The grappler side of that argument is a lot less convincing. Mayhem has been vocal about not wanting to go to the UFC for various reasons; Lindland is in a similar boat; Lutter missed weight for a title shot, in addition to going 1-2 in both his UFC stints; Monson actually asked to be released! A much better (and more common) example would be Yushin Okami.
If the UFC really had such an anti-grappling bias, why would they do so much to promote fighters like Matt Hughes, Clay Guida, Brock Lesnar, Frank Mir, and Georges St. Pierre? You provide additional, similar examples yourself.
The best evidence in favor of your view here are the FOTN bonuses (which you do cite), the treatment given to the likes of Sakara, Sell, and Houston Alexander, and the overall rhetoric used to sell fights—look no further than Dana White’s rapturous reaction Mitrione/Junk, and all the “they definitely won’t go the ground!” talk around Machida/Shogun, to take two recent examples.
by JRN on Nov 11, 2009 8:09 PM EST reply actions 1 recs
I understand the point, but this still mostly fails.
The UFC promotes exciting fighters. There are fighters who are primarily strikers but who are tentative — think Machida before he hit his stride. If my memory serves me correctly, the majority of Machida’s cage time in his first few fights were spent on the feet, yet those fights were by no means exciting. The same principle applies to fighters who are primarily grapplers who have slow, methodical styles. Guys like Tyson Griffin and Clay Guida have become fan favorites because their style is fast paced and fun to watch — the grappling equivalent of strikers like Anderson Silva or old school Liddell.
So again, the UFC seeks to promote exciting fighters, regardless of whether that stems from their ground prowess or striking arsenal. If the majority of exciting fighters are those that have a tendency to engage in stand-up battles, so be it. The best remedy for a fighter to avoid getting labeled as boring is to become as well-rounded as possible. If a fighter is confident enough in his skill-set, then he’ll be less tentative on the ground or standing.

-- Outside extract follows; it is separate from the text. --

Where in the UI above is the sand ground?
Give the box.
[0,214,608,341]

As we saw last night, usually when it’s grappler vs grappler, the fight ends up being really sloppy kickboxing. Months of training after the show wouldn’t have changed much if this fight was going to happen at the finale. Roy doesn’t have the wrestling to get the fight to the ground, and Wren doesn’t have the BJJ to want the fight to be on the ground, so the fight was going to end up looking like it did last night.
You can’t hold it against the UFC for realizing that grappler vs grappler fights that end up standing usually are not that exciting, I don’t blame dana for trying to avoid that in the TUF finale.
Dana just doesn’t like Roy, end of story.
Roy’s done nothing wrong and hasn’t fought in a boring manner, he’s fought smart for the most part; many of the other fights this season were pathetic compared to the two outings Roy’s had so far on the show.
The mat is my church, the ground is my heaven, Jiu-Jitsu is my religion. And once you hit the ground you're in my world. My world is like the ocean, I’m like a shark and most people don't even know how to swim - Draculino
by Patrick Tenney on Nov 12, 2009 8:56 AM EST reply actions 1 recs
I still can’t believe that people are trying to keep passing off this myth about ultimate kickboxing which is a retarded name btw. There are plenty of boring fighters in the UFC, the idea that bonuses only go to sloppy brawls has been exposed before. The UFC isn’t Elite XC, stop reaching for grand conspiracies because there aren’t any what’s going on in TUF has never had any grand theme to what’s going on in the UFC and neither will this fight.